The paper, released today by The Children’s Partnership and Early Edge, notes the harmful effects of these policies on the health and wellbeing of California’s young children, as well as their families and caregivers. “The “persistent fear and anxiety” these young children experience can affect their ability to form healthy attachments, impact their brain development, and even lead to lifelong adverse mental and physical health problems, the paper notes.

The paper, released by The Children's Partnership and Early Edge, provides an eye-opening look at the effects of hostile immigration policies.


In addition, many children of immigrants are not getting their basic needs met as a result of the environment of fear caused by hostile immigration policies. Some immigrant families are abstaining from public benefits like SNAP (food stamps) and WIC, or avoiding visits with healthcare providers, due to fear of being caught by ICE if they venture into public.

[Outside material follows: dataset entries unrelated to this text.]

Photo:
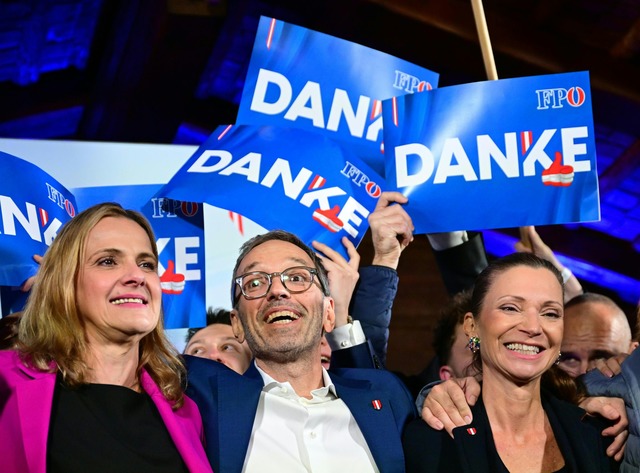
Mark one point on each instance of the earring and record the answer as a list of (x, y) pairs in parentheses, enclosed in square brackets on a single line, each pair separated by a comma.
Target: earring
[(473, 344)]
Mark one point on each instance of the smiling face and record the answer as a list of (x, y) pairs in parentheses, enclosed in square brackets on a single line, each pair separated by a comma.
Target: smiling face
[(118, 288), (217, 342), (281, 326), (520, 324)]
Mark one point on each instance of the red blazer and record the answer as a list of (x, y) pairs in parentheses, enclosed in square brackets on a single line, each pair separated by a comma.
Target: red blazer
[(26, 396)]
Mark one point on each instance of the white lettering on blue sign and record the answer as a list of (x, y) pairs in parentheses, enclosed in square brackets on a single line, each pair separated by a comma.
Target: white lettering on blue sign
[(221, 161), (454, 161), (307, 104), (11, 215)]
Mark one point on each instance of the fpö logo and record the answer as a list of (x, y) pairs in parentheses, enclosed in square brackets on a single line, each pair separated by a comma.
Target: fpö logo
[(361, 179), (557, 98), (409, 83)]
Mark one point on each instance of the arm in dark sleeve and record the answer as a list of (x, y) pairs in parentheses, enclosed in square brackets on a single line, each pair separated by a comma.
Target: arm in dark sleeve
[(461, 264), (372, 303)]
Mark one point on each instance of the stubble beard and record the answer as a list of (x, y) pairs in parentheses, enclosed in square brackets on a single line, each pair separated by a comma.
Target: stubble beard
[(291, 350)]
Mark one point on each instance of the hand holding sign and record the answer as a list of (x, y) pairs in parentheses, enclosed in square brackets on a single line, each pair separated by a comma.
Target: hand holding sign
[(391, 229), (343, 276)]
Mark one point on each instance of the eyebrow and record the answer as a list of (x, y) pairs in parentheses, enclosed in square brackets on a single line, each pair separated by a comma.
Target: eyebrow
[(522, 299), (118, 252)]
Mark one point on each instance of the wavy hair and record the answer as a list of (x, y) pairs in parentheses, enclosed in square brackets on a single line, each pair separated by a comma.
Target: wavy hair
[(51, 334)]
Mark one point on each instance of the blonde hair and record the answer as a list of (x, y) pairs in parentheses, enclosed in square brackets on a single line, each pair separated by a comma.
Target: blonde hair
[(51, 333)]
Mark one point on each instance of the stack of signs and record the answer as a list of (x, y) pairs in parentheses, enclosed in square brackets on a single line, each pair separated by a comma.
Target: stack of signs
[(306, 154)]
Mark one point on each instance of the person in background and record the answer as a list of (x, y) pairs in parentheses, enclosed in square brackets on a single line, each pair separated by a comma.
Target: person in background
[(596, 329), (621, 378), (532, 243), (94, 384), (515, 329), (449, 340), (217, 342), (9, 330), (287, 412)]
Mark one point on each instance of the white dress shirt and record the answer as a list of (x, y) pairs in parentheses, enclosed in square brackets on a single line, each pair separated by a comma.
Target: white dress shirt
[(293, 434)]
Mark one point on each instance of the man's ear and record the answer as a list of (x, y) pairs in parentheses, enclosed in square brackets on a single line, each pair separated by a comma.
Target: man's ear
[(236, 326), (445, 372), (329, 315)]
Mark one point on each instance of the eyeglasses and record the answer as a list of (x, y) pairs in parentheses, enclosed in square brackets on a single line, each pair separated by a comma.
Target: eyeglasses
[(257, 284)]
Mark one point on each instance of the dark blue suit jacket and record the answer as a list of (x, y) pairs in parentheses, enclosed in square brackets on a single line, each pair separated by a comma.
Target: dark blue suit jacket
[(228, 403)]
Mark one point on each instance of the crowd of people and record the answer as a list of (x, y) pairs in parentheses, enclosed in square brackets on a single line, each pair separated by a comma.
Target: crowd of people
[(530, 373)]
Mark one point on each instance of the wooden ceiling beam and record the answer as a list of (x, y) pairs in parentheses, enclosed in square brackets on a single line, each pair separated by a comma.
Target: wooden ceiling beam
[(526, 43)]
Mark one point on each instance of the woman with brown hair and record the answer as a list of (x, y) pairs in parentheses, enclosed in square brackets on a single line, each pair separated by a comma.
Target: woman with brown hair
[(515, 329)]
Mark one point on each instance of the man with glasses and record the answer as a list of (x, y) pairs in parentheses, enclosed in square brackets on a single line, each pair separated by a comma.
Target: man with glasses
[(287, 413)]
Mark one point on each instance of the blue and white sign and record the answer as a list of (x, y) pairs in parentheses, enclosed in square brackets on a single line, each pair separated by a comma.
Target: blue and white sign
[(309, 80), (495, 154), (282, 178)]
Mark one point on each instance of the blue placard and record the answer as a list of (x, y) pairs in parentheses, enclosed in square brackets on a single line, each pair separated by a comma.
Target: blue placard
[(282, 178), (495, 154), (309, 80), (33, 208)]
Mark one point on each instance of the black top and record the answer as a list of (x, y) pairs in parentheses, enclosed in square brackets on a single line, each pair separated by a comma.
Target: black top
[(473, 450), (107, 428)]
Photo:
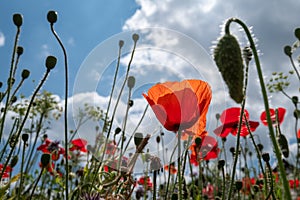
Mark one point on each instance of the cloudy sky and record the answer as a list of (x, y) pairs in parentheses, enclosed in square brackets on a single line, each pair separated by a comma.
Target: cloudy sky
[(175, 43)]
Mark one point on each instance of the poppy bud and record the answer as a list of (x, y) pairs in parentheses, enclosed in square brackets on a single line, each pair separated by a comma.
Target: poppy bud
[(25, 74), (138, 137), (50, 62), (131, 82), (130, 103), (135, 37), (25, 137), (121, 43), (288, 50), (14, 99), (297, 33), (221, 164), (52, 17), (284, 146), (20, 50), (45, 159), (266, 157), (228, 58), (18, 20), (238, 185), (14, 161)]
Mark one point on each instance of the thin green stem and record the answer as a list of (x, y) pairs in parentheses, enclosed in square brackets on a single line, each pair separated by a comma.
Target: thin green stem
[(65, 110), (266, 104)]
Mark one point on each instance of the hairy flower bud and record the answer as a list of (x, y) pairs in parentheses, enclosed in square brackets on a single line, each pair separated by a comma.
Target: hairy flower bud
[(50, 62), (18, 19), (25, 74), (228, 58), (52, 16)]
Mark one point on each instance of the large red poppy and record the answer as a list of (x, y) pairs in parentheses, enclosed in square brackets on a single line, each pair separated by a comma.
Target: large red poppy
[(79, 144), (230, 120), (206, 150), (280, 112), (181, 105)]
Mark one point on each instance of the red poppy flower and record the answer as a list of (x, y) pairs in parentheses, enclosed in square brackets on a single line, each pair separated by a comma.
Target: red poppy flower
[(79, 144), (230, 120), (53, 148), (280, 111), (171, 168), (206, 150), (180, 105)]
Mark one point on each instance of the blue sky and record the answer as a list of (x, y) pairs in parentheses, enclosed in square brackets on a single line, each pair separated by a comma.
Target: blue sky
[(175, 43)]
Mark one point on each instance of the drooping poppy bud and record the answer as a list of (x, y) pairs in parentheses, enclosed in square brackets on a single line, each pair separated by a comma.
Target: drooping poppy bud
[(25, 74), (20, 50), (18, 19), (52, 17), (228, 58), (50, 62)]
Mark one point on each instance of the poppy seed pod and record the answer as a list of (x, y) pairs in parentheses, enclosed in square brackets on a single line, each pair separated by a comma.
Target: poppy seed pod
[(135, 37), (14, 161), (228, 58), (288, 50), (20, 50), (50, 62), (266, 157), (52, 16), (121, 43), (18, 19), (131, 82), (25, 137), (45, 159), (25, 74), (138, 137), (297, 33)]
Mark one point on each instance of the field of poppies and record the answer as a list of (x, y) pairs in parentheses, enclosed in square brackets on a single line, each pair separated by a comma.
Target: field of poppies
[(200, 166)]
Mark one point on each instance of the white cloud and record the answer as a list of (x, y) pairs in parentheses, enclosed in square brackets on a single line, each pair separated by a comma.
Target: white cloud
[(2, 39)]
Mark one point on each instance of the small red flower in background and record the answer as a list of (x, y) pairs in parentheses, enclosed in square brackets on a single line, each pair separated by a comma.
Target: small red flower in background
[(79, 145), (180, 105), (230, 120), (280, 111), (7, 171), (171, 168), (53, 148), (206, 150), (145, 181)]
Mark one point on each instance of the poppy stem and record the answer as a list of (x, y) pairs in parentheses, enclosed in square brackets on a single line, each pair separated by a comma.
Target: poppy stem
[(287, 193), (179, 166)]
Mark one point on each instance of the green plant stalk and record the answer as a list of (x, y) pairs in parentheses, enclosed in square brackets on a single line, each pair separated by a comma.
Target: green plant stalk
[(21, 176), (25, 118), (266, 104), (65, 110), (2, 120)]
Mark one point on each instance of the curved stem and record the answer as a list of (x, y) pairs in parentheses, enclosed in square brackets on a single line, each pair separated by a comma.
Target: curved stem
[(66, 108), (266, 104)]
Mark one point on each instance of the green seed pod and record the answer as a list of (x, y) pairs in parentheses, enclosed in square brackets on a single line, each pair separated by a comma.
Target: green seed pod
[(52, 16), (228, 58), (14, 161), (135, 37), (18, 19), (45, 159), (20, 50), (297, 33), (25, 74), (51, 62), (288, 50)]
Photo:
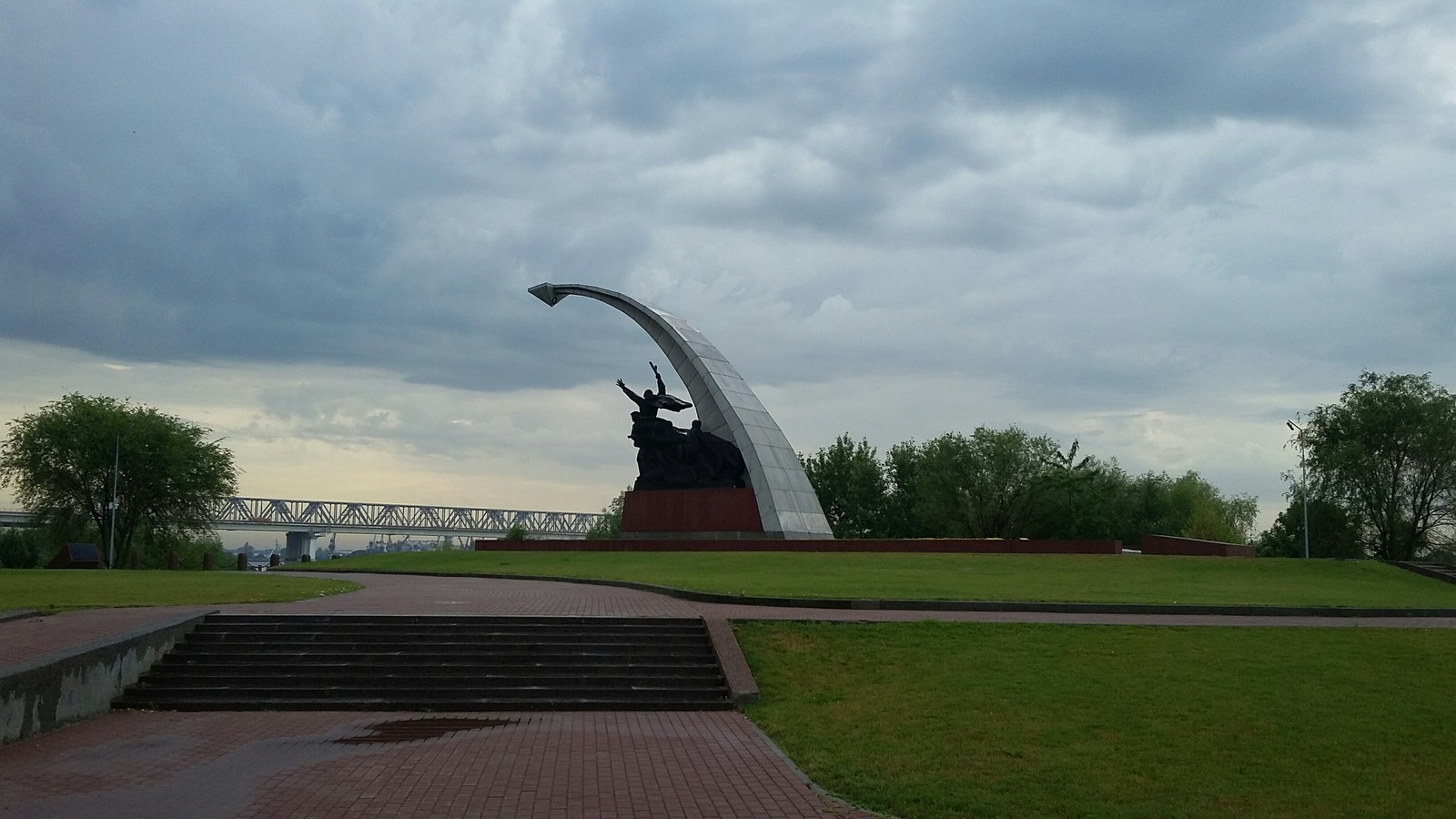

As well, although most immigrant families have at least one working parent, many still live in poverty. Often, those who are deported are men who are the primary breadwinners for their families, which further plunges children and their families into poverty.

Early childhood educators also face difficulties due to current immigration policies; one in five are, themselves, immigrants, and live with persistent anxiety about their fate, as well as the fate of their family members and the children they serve. Often, they see signs of clear distress in the children they work with, such as inattention and antisocial behavior.

The paper proposes a number of ways to help safeguard the healthy development of California’s youngest children, including building the capacity of the early childhood workforce to meet the needs of immigrant children and families; implementing policies to make early childhood facilities “safe spaces;” and expanding early relational health programs to operate with a trauma-informed lens when addressing the socio-emotional and mental health needs of young children.